To begin, there are quite a few things that typically happen to a lot of people in the winter months. Some people are less active, some may eat a bit more, and some might even work longer hours. Taking this into consideration it might be helpful to put some things into place so that you can achieve your goals and change the way you have done things in the past. For example, start now by picking your favorite classes to attend, start up a training program or join kinesis, plan some of your favorite comfort meals and make them a healthy version, or put aside some down time even if it’s only 20 minutes each day. Think about feeling your best and visualize it, make it a reality in your mind.
There are many foods that act as comfort foods, but are still healthy options.
Crock pots are great for the winter as they take very little time to prepare and retain all their nutrients as you cook. Using chicken or lean buffalo, kale, broth, carrots, and onions you can make a savory meal and not have to be home to cook it. Add some fruit for dessert and you are all set. Getting a monthly subscription to a healthy magazine might inspire you to gather ideas for desirable recipes. If your training has shifted to less cardio and more weight training, adding more protein and decreasing some carbohydrate in your diet may be helpful. This will help support lean muscle mass as well as provide satiety and energy throughout the day. Some other things you might consider are adding more things that will have immune boosting benefit. These include green leafy veggies, berries, turmeric (curcumin), vitamin C, zinc, B vitamins, lipoic acid, CoQ10, cinnamon, cloves, walnuts, ginger, pumpkin seed, nutmeg, olive oil, peppermint, tea, omega-3 fats, flax, krill oil, chia seed, or hemp seed. Stress can be a large factor as the holidays approach and the work nights get longer. Some nutrients that provide a soothing affect are folate, B12, selenium, and antioxidants like the ones mentioned above. A lot of B vitamins are found in meats, legumes, green vegetables, and whole grains. Makes sense that when we are stressed and then eat a less than optimal meal, we actually feel worse. Selenium, which raises serotonin levels, is found in high amounts in turkey. Oysters carry a lot of zinc which help fend off colds. Garbanzo beans are high in folate and are a great addition to salads or pureed for a dip.

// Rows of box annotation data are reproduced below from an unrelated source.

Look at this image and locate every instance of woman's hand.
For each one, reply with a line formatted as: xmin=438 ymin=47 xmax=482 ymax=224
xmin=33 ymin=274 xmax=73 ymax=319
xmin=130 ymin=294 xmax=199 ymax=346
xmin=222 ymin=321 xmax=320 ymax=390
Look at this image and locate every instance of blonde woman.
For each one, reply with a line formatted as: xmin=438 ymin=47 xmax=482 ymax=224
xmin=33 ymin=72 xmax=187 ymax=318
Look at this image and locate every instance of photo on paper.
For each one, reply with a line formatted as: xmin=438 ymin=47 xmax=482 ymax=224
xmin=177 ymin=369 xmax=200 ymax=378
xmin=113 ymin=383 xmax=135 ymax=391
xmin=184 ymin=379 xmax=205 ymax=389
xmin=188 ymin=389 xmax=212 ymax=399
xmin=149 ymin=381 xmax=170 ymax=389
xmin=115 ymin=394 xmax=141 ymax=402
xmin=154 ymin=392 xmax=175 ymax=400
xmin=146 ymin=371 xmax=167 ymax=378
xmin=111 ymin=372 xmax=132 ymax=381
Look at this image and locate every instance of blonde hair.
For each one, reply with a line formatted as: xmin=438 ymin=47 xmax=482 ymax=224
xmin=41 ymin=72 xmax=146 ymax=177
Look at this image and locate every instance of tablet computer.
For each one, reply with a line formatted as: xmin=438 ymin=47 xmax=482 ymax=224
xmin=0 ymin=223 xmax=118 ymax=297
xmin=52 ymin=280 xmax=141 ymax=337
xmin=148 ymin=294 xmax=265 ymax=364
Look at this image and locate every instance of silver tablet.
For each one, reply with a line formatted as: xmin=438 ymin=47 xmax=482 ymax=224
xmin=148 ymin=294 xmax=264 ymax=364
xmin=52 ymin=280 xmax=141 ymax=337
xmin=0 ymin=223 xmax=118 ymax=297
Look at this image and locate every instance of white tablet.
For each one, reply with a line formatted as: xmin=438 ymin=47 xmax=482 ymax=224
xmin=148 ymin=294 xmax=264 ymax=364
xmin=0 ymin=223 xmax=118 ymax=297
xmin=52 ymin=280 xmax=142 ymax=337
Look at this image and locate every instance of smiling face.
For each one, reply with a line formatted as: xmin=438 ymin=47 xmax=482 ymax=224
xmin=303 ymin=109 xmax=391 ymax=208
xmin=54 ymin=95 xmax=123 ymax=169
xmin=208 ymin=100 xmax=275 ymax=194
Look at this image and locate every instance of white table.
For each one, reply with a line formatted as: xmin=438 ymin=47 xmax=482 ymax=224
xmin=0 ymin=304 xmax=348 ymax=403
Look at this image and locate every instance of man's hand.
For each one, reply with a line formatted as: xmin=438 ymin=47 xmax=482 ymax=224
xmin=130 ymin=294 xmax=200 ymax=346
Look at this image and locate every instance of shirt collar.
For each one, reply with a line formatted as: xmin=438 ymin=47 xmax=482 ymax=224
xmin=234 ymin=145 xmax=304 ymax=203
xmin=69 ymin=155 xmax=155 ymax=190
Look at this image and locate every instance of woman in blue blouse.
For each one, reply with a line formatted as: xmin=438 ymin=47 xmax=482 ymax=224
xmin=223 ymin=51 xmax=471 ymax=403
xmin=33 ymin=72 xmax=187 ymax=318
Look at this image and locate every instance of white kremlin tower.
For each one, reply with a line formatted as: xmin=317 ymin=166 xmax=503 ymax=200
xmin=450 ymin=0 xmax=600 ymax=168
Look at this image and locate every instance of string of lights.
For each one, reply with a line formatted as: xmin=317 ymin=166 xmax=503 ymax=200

We can go on and on about the benefits of eating healthy and the affect they have on our mood, recovery, sleep, detoxification, energy, and performance, but without making the choice to change, it doesn’t really matter. So, NOW is the time. Get out your schedule and make 3 changes to your diet that you think would help you achieve your goals. Make a day to go grocery shopping, make snack baggies for when you get busy, and cook some meals on the weekend perhaps. Choose your changes and start now. Get excited for the New Year and the New You!